5-Haydi diyelim bu sürece devam edilecek. Birden fazla cumhurbaşkanı adayı parti üyelerine “beni seçin” ya da “bana oy verin” derken neyi vaat edecek? Ne söyleyecekler? Daha partinin görüşü bile netleşmemişken, ya da yokken!.. Sosyal medyadaki kirliliği, trol ordularının
görevlerini düşünürsek parti içi bir karalama süreci en çok Erdoğan’ın işine yaramayacak mıdır?
6-Böyle bir sürecin başlaması, partinin birliğine ve bütünlüğüne zarar vermeyecek midir? Parti içinde ayrışmayı tetiklemeyecek midir?
İPOTEK ALTINA ALINMAYACAK MI?
7-Cumhurbaşkanı adayının nasıl belirleneceği konusunda bir yasa var. Meclis’teki CHP grubunun iradesi bir anlamda ipotek altına alınmayacak mıdır?
8-Hiç unutulmaması gereken bir gerçek var. Cumhurbaşkanlığı seçimini kazanmak için yüzde 50+1 oya ihtiyacımız var. CHP’nin oy oranı belli. Aday belirlenirken bu gerçeği hiçbir zaman gözardı edemezsiniz. Cumhurbaşkanlığı seçim süreci, sadece kendimizin çalıp, kendimizin oynayacağı bir süreç değildir. Bu gerçeği hiçbir CHP’li yöneticinin unutmaması gerekir.
9-CHP yönetiminin bugün için yapması gereken ilk iş, “kim cumhurbaşkanı olacak?” tartışmalarına derhal son vermektir. Parti yetkilileri, “zamanı geldiğinde partinin yetkili organları adayımızı belirleyecektir” açıklaması tüm bu gereksiz tartışmaların önünü kesecektir.

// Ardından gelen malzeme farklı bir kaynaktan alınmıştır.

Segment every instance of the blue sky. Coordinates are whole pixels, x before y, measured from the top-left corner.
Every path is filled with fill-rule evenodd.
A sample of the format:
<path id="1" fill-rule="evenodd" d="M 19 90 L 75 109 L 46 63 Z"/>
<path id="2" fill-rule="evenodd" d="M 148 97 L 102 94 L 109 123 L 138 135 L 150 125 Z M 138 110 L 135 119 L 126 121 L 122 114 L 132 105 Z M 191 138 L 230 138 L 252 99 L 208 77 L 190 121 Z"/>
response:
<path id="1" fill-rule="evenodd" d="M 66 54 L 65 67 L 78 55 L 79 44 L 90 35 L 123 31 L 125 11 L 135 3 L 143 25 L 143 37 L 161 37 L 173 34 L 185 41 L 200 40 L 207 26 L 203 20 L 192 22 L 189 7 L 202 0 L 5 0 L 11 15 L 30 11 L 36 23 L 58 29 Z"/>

Kılıçdaroğlu bunları söylüyor. CHP’de partiye kayıtlı üyelerle yapılacak temayül yoklaması sonucu aday belirlenmeyecek. Sonuçta, kararı verecek olan TBMM CHP grubudur. Ancak şu aşamada her gün Cumhurbaşkanlığı’nın konuşulması açıkçası vatandaşı da milletvekillerini de rahatsız ediyor.